もちろん英二先輩だけじゃない、不二先輩のこの笑顔が恐い…。

「「デートだろ?!!」」

正に図星なんですが。
それも声を揃えて言わないで欲しい。
でも此処でちょっとでも狼狽えたらダメだ。
相手はこの二人なんだ。
英二先輩の天然とも野性的とも言える感と、不二先輩の鋭い洞察力。青学一の曲者と謳われた俺でも全く太刀打ち出来ないのが、この二人。
しかし、この状況でデートがバレるのは非常にマズイ。
部活をサボった事よりも、こっちの方が重大だ。

「まさか〜、違いますって…」

二人にデートだなんて言ったら、絶対に『一緒に行く』とか『彼女を紹介しろ』とか言いそうだし。

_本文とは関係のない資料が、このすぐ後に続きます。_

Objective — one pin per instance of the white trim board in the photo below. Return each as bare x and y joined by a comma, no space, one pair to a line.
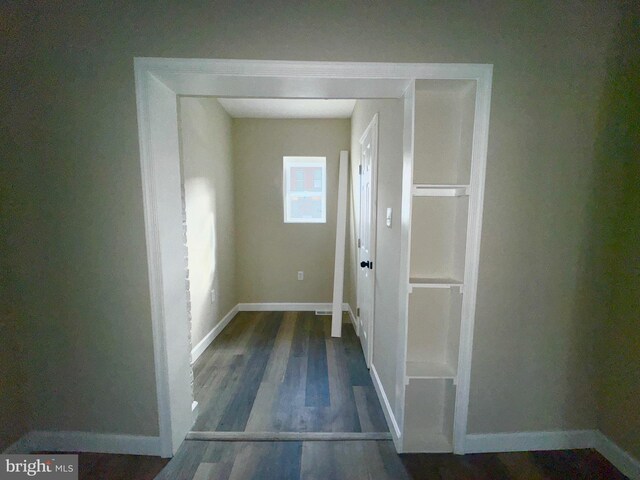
287,307
529,441
210,337
621,459
386,409
35,441
353,319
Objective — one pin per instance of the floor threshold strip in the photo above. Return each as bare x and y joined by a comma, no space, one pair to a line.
288,436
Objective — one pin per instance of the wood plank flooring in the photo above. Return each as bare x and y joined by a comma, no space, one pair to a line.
283,372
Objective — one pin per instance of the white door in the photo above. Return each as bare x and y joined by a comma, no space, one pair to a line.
367,236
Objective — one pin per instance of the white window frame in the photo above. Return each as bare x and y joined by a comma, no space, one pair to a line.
291,161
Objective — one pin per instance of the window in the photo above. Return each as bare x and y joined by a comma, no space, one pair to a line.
305,189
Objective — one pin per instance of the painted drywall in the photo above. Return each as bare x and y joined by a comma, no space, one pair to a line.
271,252
70,114
14,410
207,173
615,244
387,259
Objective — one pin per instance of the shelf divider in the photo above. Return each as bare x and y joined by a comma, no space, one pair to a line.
425,190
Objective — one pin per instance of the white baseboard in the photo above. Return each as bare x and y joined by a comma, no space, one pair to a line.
529,441
386,408
286,307
352,317
621,459
37,441
210,337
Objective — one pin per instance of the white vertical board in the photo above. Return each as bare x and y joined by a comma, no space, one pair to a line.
341,232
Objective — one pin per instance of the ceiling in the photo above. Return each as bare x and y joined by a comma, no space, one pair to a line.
287,108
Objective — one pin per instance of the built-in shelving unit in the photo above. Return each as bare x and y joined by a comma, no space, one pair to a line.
440,190
438,238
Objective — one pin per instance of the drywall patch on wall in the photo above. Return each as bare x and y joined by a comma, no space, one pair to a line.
207,166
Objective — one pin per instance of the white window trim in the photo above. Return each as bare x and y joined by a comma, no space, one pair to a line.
306,161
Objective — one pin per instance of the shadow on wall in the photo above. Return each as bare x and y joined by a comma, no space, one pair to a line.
610,285
200,205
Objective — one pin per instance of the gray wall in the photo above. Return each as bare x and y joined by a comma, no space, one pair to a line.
207,168
612,288
271,252
81,272
390,123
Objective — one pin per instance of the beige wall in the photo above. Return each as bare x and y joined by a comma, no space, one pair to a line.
207,168
271,252
72,144
390,123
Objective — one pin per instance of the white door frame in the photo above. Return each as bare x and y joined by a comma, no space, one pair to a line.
158,83
373,128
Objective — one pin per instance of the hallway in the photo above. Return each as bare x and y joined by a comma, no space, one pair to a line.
282,372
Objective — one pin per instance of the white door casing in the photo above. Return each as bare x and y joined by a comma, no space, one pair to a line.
367,236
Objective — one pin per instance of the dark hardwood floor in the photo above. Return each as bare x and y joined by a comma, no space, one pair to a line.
283,372
108,466
375,460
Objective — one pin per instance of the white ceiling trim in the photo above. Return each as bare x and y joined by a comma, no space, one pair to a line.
287,107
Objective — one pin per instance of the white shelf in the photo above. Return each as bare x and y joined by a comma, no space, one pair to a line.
422,190
428,282
427,370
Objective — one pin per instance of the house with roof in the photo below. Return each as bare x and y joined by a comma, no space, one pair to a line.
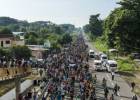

「何だぁ。デートだったらついていこうと思ったのにな」
「残念だねー。折角桃城の彼女を紹介して貰おうと思ったのに」

やっぱりそう来たか!
何か別の話題に変えないと。何か…。何か…。

「…そういえば、英二先輩も不二先輩も、たまには部活に顔出して下さいよ。みんな待ってますから」
「ああ、俺等デートで忙しくさ」
「そうなんだよねー。英二とデートするのに忙しくてさー」

いかにも冗談だとばかりに言って笑い合う二人は、その瞳の裏にいろんなモノを隠してる。

「そ、そうですか…」
「だから、桃に構ってる暇も無いんだよね〜」
「そうそう、デートの邪魔しないでくれる?」

そうだ…。こういう人達だった。
邪魔してるつもりは全く無いというか、引き止められてるのは自分の方だったような。

「じゃ、またな!」
「彼女に宜しくー!」
「いや、だからデートじゃ…」

脱出方法は間違ったかも知れないけど、結果オーライで俺は自転車を思いっきりこいだ。



ああやって冗談だと笑って、隠した秘密を見せようとはしない。
彼等は俺が何も気付いていないと思ってるんだからそれで良い。
それでもその秘密がずっと続いてくれたらイイなんて思える心の広い後輩も居るんだって事は、彼等に対する俺の秘密。

次のカーブを曲がる時、視界の端に小さく見えたのは、さっきとは違う笑顔を持った恋人同士だった。